Senate Republicans plugged away overnight and into early Saturday morning to approve their multitrillion-dollar tax breaks and spending cuts framework, hurtling past hardened Democratic opposition toward what Donald Trump calls the “big, beautiful bill” that is central to his agenda.
The vote, 51-48, fell along mostly party lines, but with sharp dissent from two prominent GOP senators. It could not have come at a more difficult political moment. The US economy is churning after the president’s vast tariff scheme sent stocks plummeting, and experts are warning of soaring costs for consumers at home and threats of a potential recession. Republican senators Susan Collins of Maine and Rand Paul of Kentucky both voted against the bill.

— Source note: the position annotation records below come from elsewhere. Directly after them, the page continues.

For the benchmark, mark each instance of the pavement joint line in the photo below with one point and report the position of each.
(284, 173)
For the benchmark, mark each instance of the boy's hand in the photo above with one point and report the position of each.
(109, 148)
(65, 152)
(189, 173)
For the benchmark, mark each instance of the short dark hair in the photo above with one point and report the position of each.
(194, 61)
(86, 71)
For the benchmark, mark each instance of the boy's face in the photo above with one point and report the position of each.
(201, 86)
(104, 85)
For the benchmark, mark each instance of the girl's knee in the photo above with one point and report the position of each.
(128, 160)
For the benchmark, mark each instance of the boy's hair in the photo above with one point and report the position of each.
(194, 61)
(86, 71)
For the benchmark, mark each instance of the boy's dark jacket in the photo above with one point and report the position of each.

But with a nod from Trump, GOP leaders held on, determined to march ahead. Approval paves the way for Republicans, in the months ahead, to try to power a tax cut bill through both chambers of Congress over the objections of Democrats, just as they did in Trump’s first term with unified party control in Washington.
“Let the voting begin,” the Republican Senate majority leader, John Thune of South Dakota, said on Friday night.
The evening kicked off what’s called “vote-a-rama” as Democrats were intent on making the effort as politically painful as possible, with action on about two dozen amendments to the package that GOP senators will have to defend before next year’s midterm elections.
Among them were proposals to ban tax breaks for the super-wealthy, end Trump’s tariffs, clip his efforts to shrink the federal government, and protect Medicaid, social security and other services. One, in response to the Trump national security team’s use of Signal, sought to prohibit military officials from using any commercial messaging application to transmit war plans. They all failed, though a GOP amendment to protect Medicare and Medicaid was accepted.
Democrats accused Republicans of laying the groundwork for cutting key safety net programs to help pay for more than $5tn in tax cuts they say disproportionately benefit the rich.
“Trump’s policies are a disaster,” said the Democratic Senate minority leader, Chuck Schumer of New York, as is Elon Musk’s “department of government efficiency”. “Republicans could snuff it out tonight, if they wanted.”
The Republicans framed their work as preventing a tax increase for most American families, arguing that unless Congress acts, the individual and estate tax cuts that Republicans passed in 2017 will expire at the end of this year.
The Senate package pulls in other GOP priorities – including $175bn to bolster Trump’s mass deportation effort, which is running short of cash, and another $175bn for the Pentagon to build up the military – from an earlier budget effort.
John Barrasso of Wyoming, the No 2 ranking Republican senator, said voters gave his party a mission in November, and the Senate budget plan delivers.
“It fulfills our promises to secure the border, to rebuild our economy and to restore peace through strength,” Barrasso said.
The framework now goes to the House, where the speaker, Louisiana Republican Mike Johnson, could bring it up for a vote as soon as next week as he works toward a final product by Memorial Day.
The House and Senate need to resolve their differences. The House Republicans had already approved their version, with $4.5tn in tax breaks over 10 years and about $2tn in budget cuts pointed at changes to Medicaid, food stamps and other programs, and some have panned the Senate’s approach.
One crucial challenge ahead will be for the House to accept the way the Senate’s budget plan allows for extending the tax cuts under a scoring method that treats them as not adding to future deficits, something many House Republicans reject. A new estimate from the joint committee on taxation projects the tax breaks will add $5.5tn in debt over the next decade when including interest, and $4.6tn not including interest.
On top of that, the senators added an additional $1.5tn that would allow some of Trump’s campaign promises, such as no taxes on tips, social security benefits and overtime, swelling the overall the price tag to $7tn.